Ad integrazione dei precedenti articoli pubblicati aventi per oggetto l’analisi dei principali modelli valutativi utilizzati nella valutazione aziendale (Multipli Ebitda, DCF) oggi introduciamo un ulteriore modello. Modello che rispetto ai precedenti, utilizza nell’ipotesi di aziende non quotate, proxy rilevate da titoli assimilabili quotati.
L’insieme di queste metodologie consente di avere un confronto di risultati che permette di misurare attraverso un approccio differente il valore d’azienda, sostenuto da un approccio pragmatico.
Il CAPM (Capital Asset Pricing Model) è un modello matematico della teoria di portafoglio (H. Markowitz) pubblicato da William Sharpe nel 1964, che determina una relazione tra il rendimento di un titolo e la sua rischiosità, misurata tramite un unico fattore di rischio, detto beta.

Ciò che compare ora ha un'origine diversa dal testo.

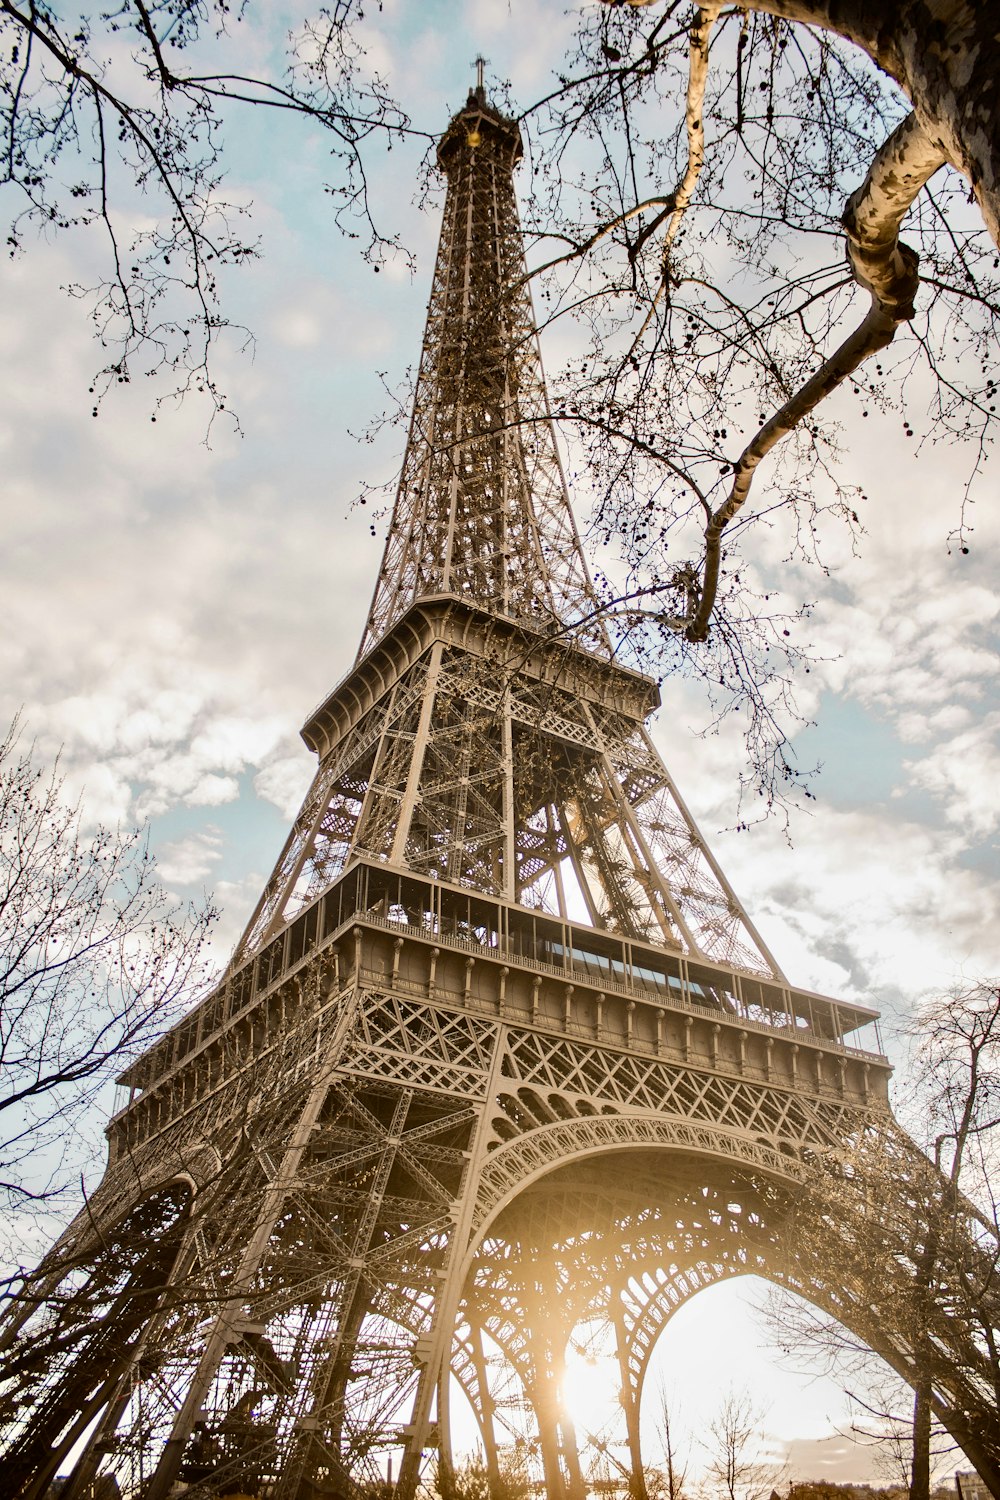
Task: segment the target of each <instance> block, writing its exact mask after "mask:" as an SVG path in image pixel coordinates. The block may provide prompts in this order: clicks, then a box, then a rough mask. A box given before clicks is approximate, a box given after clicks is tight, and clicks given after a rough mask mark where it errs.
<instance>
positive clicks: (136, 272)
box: [0, 0, 408, 414]
mask: <svg viewBox="0 0 1000 1500" xmlns="http://www.w3.org/2000/svg"><path fill="white" fill-rule="evenodd" d="M258 12H259V13H258ZM252 17H253V18H256V20H259V23H261V26H267V23H268V20H270V17H268V13H267V10H265V7H253V6H252V5H250V0H243V3H240V5H235V6H234V5H229V3H228V0H117V3H112V5H111V6H109V7H108V9H103V7H96V9H94V7H88V9H87V10H85V12H84V13H82V15H79V17H78V18H76V20H75V21H70V20H69V18H66V17H64V13H63V12H60V9H57V7H55V6H51V5H46V3H39V0H27V3H24V5H21V3H18V0H0V126H1V132H0V135H1V142H3V144H1V145H0V186H4V187H6V189H7V201H9V202H10V216H9V220H7V222H9V229H7V248H9V251H10V254H16V252H19V251H21V249H22V248H24V246H25V245H27V237H28V233H30V231H31V229H40V231H43V233H46V234H51V233H54V231H60V229H61V231H66V229H79V228H94V229H97V231H100V233H102V236H103V255H102V258H100V261H99V266H100V269H99V272H97V275H96V279H94V281H93V282H90V284H78V285H73V287H70V288H69V291H72V293H73V294H75V296H78V297H84V299H85V300H87V305H88V306H90V309H91V312H93V321H94V332H96V335H97V338H99V342H100V345H102V348H103V350H105V351H106V354H105V360H106V363H105V365H103V368H102V369H100V372H99V375H97V377H96V380H94V387H93V393H94V398H96V401H99V399H100V398H102V396H103V395H105V393H106V392H108V390H109V389H111V387H112V386H115V384H118V383H126V381H130V380H133V378H135V377H136V375H150V374H160V375H165V377H166V378H168V381H169V387H168V392H169V393H171V395H175V393H178V392H181V393H184V392H192V390H196V392H199V393H204V395H205V396H207V398H208V399H210V402H211V404H213V407H214V410H216V411H219V410H225V405H226V398H225V393H223V392H220V390H219V389H217V386H216V383H214V378H213V374H211V360H210V356H211V347H213V344H214V342H216V341H217V339H219V336H220V333H222V332H223V330H225V329H226V327H228V321H226V317H225V311H223V309H222V305H220V278H222V276H223V275H225V269H226V267H232V266H238V264H241V263H243V261H246V260H247V258H250V257H253V255H255V254H256V239H255V236H253V234H252V233H250V229H249V228H247V225H246V205H244V204H240V202H235V201H232V199H229V201H226V192H225V177H226V163H225V160H223V129H225V126H226V124H228V123H229V121H231V117H232V114H234V113H235V111H240V110H246V108H253V110H258V111H270V113H273V114H276V115H298V117H301V118H303V120H307V121H309V123H310V124H313V126H319V127H321V129H322V130H324V132H325V135H327V139H328V142H330V151H331V156H333V159H334V166H333V180H331V183H330V184H328V187H327V192H328V193H331V195H333V199H334V204H336V216H337V222H339V223H340V226H342V228H343V229H345V233H348V234H349V236H352V237H355V239H360V242H361V249H363V252H364V255H366V257H367V258H369V260H370V261H372V263H373V264H375V266H376V267H378V266H379V263H381V260H382V258H384V257H385V254H387V252H393V251H394V249H396V242H394V240H393V239H391V237H390V239H385V237H384V236H382V234H381V233H379V231H378V228H376V225H375V220H373V217H372V213H370V204H369V195H367V178H366V165H364V154H363V148H364V144H366V142H370V138H372V136H375V135H379V136H382V138H384V139H385V141H390V139H391V138H396V136H397V135H399V133H400V132H405V130H406V129H408V120H406V117H405V115H403V113H402V111H400V110H399V108H397V107H396V104H394V102H393V101H391V98H390V96H388V93H387V90H385V86H384V84H382V81H381V78H379V77H378V74H375V72H372V71H370V69H369V68H367V65H366V58H364V45H363V39H361V37H363V21H364V13H363V6H361V3H360V0H337V3H336V5H333V6H331V7H328V9H322V10H321V12H319V13H318V15H316V17H315V18H313V20H307V21H304V23H301V24H300V26H298V27H297V28H295V30H291V31H288V34H286V55H288V68H286V69H283V71H279V72H277V74H276V75H274V77H267V75H247V74H246V72H244V68H246V65H244V63H243V62H241V52H240V46H238V27H240V23H241V21H243V20H244V18H252ZM150 219H151V220H153V226H151V228H150ZM235 332H237V333H238V335H240V341H241V342H243V339H246V338H249V335H247V332H246V330H235ZM162 399H165V396H160V401H162ZM94 414H96V407H94Z"/></svg>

Non volendo entrare in un dettaglio estremo del modello, prenderemo in considerazione un insieme semplificato privo di tasse e costi di transazione e nel quale l’orizzonte temporale sia il medesimo con medesime caratteristiche relative ai rendimenti attesi ed alla rischiosità. (portafoglio efficiente Tobin).
In questo scenario, investendo in un titolo, sono sostanzialmente presenti due fattori di rischio:
- Il rischio diversificabile, che può essere eliminato attraverso la “diversificazione” degli investimenti detenuti
- Il rischio sistemico, implicito nell’investimento in una specifica attività e non annullabile attraverso la diversificazione
A titolo di esempio, nel caso si decidesse di investire nell’intero mercato azionario, attraverso uno strumento quale ad esempio un fondo comune, verrebbe di fatto eliminata la componente a) attraverso lo strumento della diversificazione.
Tuttavia si rimarrebbe comunque esposti alla componente b) rischio sistemico, determinato dalla dinamica del mercato azionario che è condizionata ad esempio dalle variabili del sistema economico.
Di conseguenza, il rendimento atteso del mercato azionario dovrà essere maggiore del tasso degli investimenti privi di rischio – Risk Free.
Il Capital Asset Pricing Model, seppure in presenza di una serie di limitazioni che analizzeremo in un altro articolo, consente di individuare il rendimento di un titolo che sarà dato dalla somma del rendimento privo di rischio ed un premio per il rischio che si configuri come la parte di rischio sistemico e non diversificabile.
Questo premio per il rischio sarà correlato al valore di coefficiente beta, coefficiente che misura la sensibilità del rendimento del titolo specifico ai movimenti espressi dal mercato.
Tanto più elevato sarà il Beta di una azione, tanto maggiore sarà il suo rendimento atteso, perché maggiormente elevato sarà il grado di rischio non diversificabile.
Generalmente, nel calcolo del modello, quale tasso free-risk è rappresentato dal rendimento dei titoli di Stato a lungo termine, mentre valore di beta per le aziende quotate in borsa viene generalmente pubblicato ed è comunque ricostruibile tramite una analisi storica delle quotazioni rettificate, mentre per le società non quotate si tende a ricercare aziende quotate comparabili depurando dal valore così individuato la componente di rischio finanziario della società quotata ed aggiungendo la componente di rischio finanziario della società che si intende valutare.
l modello fu poi sviluppato indipendentemente da Lintner (1965) e da Mossin (1966).
Per il suo contributo al modello CAPM Sharpe ha condiviso nel 1990, assieme a Merton Miller e Harry Markowitz, il premio Nobel per l’Economia.
In estrema sintesi, alle società di advisory, vengono fornite con approccio differente, solide basi valutative, che consentono di supportare la negoziazione legata ad ogni singola operazione da differenti punti di vista, garantendo un approccio professionale e differenziante.